Se gira y sale corriendo como si el mismísimo demonio fuera detrás de ella. Salgo de mi estado pos-orgásmico lavándome rápidamente para después salir y enrollarme una toalla en la cintura, salgo corriendo en su busca.

La encuentro en la sala, andando de un lado para otro. Como una leona enjaulada.

—Silvia…

Ella me mira y sus ojos advierten en la toalla que cae precariamente de mis caderas.

—Silvia, lo que ha pasado…

—No, tranquilo, son cosas que pasan. Tenías la necesidad y no hay más. Hasta yo lo hago a veces y… —Su boca se cierra al ser consciente de lo que está diciendo y veo como su sonrojo cubre toda su cara.

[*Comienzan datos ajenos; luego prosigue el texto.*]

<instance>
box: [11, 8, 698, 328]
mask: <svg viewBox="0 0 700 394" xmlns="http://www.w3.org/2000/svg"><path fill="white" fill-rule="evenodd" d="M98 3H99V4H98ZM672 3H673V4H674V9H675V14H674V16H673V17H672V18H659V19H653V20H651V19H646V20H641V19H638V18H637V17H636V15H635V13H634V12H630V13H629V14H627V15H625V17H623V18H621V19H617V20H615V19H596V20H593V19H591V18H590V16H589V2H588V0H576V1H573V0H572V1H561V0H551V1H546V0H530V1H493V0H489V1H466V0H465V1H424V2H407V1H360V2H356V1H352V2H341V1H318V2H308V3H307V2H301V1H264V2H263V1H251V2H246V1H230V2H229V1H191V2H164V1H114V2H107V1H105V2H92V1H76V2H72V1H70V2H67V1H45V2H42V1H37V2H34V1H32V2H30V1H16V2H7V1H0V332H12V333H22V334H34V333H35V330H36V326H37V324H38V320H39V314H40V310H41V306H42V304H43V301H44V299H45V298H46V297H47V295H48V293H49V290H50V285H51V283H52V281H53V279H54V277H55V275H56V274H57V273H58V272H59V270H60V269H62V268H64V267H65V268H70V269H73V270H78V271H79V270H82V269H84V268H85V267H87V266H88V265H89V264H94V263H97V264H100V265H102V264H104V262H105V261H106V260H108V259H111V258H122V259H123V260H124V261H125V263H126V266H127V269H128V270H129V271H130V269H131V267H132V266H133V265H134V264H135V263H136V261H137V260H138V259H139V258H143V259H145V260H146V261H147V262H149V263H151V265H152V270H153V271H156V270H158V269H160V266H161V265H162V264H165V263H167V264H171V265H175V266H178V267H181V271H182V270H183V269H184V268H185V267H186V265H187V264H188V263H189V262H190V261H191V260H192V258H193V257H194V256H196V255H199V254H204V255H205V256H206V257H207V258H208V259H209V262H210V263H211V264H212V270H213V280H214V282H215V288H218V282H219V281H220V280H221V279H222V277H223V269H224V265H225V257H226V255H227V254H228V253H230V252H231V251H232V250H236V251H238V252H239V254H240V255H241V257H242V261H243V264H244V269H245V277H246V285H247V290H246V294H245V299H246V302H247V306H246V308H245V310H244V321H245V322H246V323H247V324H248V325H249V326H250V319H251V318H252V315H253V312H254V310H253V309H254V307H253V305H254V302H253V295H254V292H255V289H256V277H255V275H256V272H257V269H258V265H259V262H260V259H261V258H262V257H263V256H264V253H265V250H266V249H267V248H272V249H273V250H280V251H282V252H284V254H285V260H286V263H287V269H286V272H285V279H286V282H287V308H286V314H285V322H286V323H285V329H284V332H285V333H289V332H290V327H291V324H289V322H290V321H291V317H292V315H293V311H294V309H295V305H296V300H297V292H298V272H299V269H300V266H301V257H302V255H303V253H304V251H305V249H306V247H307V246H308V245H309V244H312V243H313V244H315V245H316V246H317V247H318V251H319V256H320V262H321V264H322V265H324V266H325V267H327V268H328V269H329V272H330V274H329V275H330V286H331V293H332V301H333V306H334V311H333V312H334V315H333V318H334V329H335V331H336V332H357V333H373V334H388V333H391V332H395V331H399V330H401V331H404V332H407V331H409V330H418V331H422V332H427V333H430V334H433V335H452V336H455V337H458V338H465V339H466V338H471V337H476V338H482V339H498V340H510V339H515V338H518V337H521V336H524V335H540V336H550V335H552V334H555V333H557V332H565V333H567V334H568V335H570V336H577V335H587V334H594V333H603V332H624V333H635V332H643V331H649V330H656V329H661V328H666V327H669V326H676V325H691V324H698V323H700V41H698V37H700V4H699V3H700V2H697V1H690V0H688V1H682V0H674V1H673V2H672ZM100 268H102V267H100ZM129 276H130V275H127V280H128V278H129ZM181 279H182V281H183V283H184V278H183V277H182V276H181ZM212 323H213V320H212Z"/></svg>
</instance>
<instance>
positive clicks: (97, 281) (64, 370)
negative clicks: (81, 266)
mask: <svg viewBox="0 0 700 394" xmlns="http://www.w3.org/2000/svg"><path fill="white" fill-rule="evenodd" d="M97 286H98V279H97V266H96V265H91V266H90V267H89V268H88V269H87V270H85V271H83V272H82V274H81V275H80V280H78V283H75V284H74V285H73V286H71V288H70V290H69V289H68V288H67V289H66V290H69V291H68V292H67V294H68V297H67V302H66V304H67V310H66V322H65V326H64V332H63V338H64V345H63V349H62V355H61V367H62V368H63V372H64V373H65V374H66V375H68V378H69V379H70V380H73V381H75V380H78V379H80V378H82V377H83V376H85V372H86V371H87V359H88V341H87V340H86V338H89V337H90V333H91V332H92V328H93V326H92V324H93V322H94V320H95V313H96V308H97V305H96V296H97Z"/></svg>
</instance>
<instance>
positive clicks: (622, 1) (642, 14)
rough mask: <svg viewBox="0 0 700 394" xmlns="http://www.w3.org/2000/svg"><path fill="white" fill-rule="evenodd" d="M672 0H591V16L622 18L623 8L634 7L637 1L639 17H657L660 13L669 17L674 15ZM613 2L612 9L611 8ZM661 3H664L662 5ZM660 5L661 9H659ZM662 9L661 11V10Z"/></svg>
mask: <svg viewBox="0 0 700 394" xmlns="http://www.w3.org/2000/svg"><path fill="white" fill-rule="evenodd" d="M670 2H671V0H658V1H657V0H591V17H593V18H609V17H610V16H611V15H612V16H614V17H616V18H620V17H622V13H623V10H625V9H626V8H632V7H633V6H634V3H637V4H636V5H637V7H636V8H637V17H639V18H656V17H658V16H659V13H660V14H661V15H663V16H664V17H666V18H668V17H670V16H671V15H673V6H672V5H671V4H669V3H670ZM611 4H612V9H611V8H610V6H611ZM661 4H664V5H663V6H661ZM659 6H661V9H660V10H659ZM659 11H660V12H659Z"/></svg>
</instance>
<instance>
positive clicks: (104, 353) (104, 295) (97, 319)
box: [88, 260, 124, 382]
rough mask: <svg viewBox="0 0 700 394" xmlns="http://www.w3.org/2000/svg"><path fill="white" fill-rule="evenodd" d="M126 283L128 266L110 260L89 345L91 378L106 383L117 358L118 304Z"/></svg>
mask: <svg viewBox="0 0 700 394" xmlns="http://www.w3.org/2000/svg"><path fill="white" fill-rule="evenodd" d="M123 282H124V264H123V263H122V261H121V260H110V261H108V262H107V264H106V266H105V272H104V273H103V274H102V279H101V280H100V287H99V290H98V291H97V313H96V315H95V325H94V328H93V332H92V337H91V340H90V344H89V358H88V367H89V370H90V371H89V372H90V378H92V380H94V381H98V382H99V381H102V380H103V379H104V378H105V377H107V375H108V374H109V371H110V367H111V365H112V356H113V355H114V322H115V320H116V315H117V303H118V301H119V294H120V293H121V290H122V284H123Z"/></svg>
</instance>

No puedo evitar sonreír. Me dejo caer en el marco de la puerta y cruzo mis brazos. Me hace gracia que no sepa hacia qué lugar de mi cuerpo mirar. Solo ella sabe qué se está imaginando.

—Así que la princesita se da placer de vez en cuando…

Los ojos de Silvia se entrecierran con enojo. Como le hubiese dejado seguir mirándome como me estaba mirando, no sabría cómo parar una vez no pudiera aguantar quedarme quieto.

— ¡Ni se te ocurra seguir por ese camino…! —Me advierte.

Ando hacia ella haciendo que, a su vez, de pasos hacia atrás. No va a ir muy lejos de todas maneras. Su espalda choca con la barra de desayuno. La escena de momentos antes en mi cabeza cobra vida ante mis ojos. Esta vez casi puedo palparla.

—¿Por qué huyes? —Ladeo la cabeza y doy un último paso hasta que su mano se posa contra mi torso— Tranquila, no es como si te fuera a follar sobre la encimera. ¿Recuerdas que me resultas repelente y odiosa? Siquiera se me pasa por la cabeza hacerte…

—¡Detente! —Me frena e intenta empujarme.

—¿Por qué? Es demasiado divertido ponerte toda nerviosa y… temblorosa. Si no me odiaras tanto diría, que te pongo.

Su boca antes apiñada con enfado, se abre igual que sus ojos.

—¡¿Cómo te atreves?! —Chilla pegándome un palmetazo en el pectoral izquierdo—, aléjate de mí, asqueroso pervertido. No me pones una mierda… ni una pizca. Solo me causas asco desde tan cerca. No te soporto.

Duele. Duele escuchar toda esa verdad saliendo de sus labios. Por eso doy un paso atrás liberándola de su cautiverio. Siquiera me di cuenta, que la había rodeado con los brazos cortando toda posible escapatoria.

—Así me gusta, procura que no se te olvide, princesita.